Select "Credentials", and create service account key credentials. Choose the "Compute Engine default service account" and save the JSON private key to a file that can be referenced in configs.
Additional configuration options are described in the `google` provider [docs](https://www.terraform.io/docs/providers/google/index.html).
!!! tip
A project may contain multiple clusters if you wish. Regions are listed in [docs](https://cloud.google.com/compute/docs/regions-zones/regions-zones) or with `gcloud compute regions list`.
## Cluster
Define a Kubernetes cluster using the module `google-cloud/container-linux/kubernetes`.
Reference the [variables docs](#variables) or the [variables.tf](https://github.com/poseidon/typhoon/blob/master/google-cloud/container-linux/kubernetes/variables.tf) source.
## ssh-agent
Initial bootstrapping requires `bootkube.service` be started on one controller node. Terraform uses `ssh-agent` to automate this step. Add your SSH private key to `ssh-agent`.
[Install kubectl](https://coreos.com/kubernetes/docs/latest/configure-kubectl.html) on your system. Use the generated `kubeconfig` credentials to access the Kubernetes cluster and list nodes.
On Container Linux clusters, install the `container-linux-update-operator` addon to coordinate reboots and drains when nodes auto-update. Otherwise, updates may not be applied until the next reboot.
## Variables
### Required
| Name | Description | Example |
|:-----|:------------|:--------|
| cluster_name | Unique cluster name (prepended to dns_zone) | "yavin" |
Check the list of valid [regions](https://cloud.google.com/compute/docs/regions-zones/regions-zones) and list Container Linux [images](https://cloud.google.com/compute/docs/images) with `gcloud compute images list | grep coreos`.
Clusters create a DNS A record `${cluster_name}.${dns_zone}` to resolve a network load balancer backed by controller instances. This FQDN is used by workers and `kubectl` to access the apiserver. In this example, the cluster's apiserver would be accessible at `yavin.google-cloud.example.com`.
You'll need a registered domain name or subdomain registered in a Google Cloud DNS zone.
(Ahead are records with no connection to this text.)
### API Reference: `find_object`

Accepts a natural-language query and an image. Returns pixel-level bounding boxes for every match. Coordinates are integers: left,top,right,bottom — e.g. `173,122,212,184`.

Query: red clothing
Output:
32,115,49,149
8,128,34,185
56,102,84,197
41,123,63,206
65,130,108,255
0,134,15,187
You can set this up once and create many clusters with unique names.
If you have an existing domain name with a zone file elsewhere, just carve out a subdomain that can be managed on Google Cloud (e.g. google-cloud.mydomain.com) and [update nameservers](https://cloud.google.com/dns/update-name-servers).
### Optional
| Name | Description | Default | Example |
|:-----|:------------|:--------|:--------|
| machine_type | Machine type for compute instances | "n1-standard-1" | See below |
| controller_count | Number of controllers (i.e. masters) | 1 | 1 |
| worker_count | Number of workers | 1 | 3 |
| worker_preemptible | If enabled, Compute Engine will terminate controllers randomly within 24 hours | false | true |
Set controller_count to 1. A bug in Google Cloud network load balancer health checking prevents multiple controllers from bootstrapping. There are workarounds, but they all involve tradeoffs we're uncomfortable recommending. See [#54](https://github.com/poseidon/typhoon/issues/54).
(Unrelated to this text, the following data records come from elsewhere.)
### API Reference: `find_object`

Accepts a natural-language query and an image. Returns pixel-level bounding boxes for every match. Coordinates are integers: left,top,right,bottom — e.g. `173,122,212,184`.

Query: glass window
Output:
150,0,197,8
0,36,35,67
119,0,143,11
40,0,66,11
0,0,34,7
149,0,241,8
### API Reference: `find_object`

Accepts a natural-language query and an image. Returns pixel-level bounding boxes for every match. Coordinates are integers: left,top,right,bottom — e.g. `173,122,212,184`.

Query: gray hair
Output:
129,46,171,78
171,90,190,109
Add `worker_preemeptible = "true"` to allow worker nodes to be [preempted](https://cloud.google.com/compute/docs/instances/preemptible) at random, but pay [significantly](https://cloud.google.com/compute/pricing) less. Clusters tolerate stopping instances fairly well (reschedules pods, but cannot drain) and preemption provides a nice reward for running fault-tolerant cluster systems.`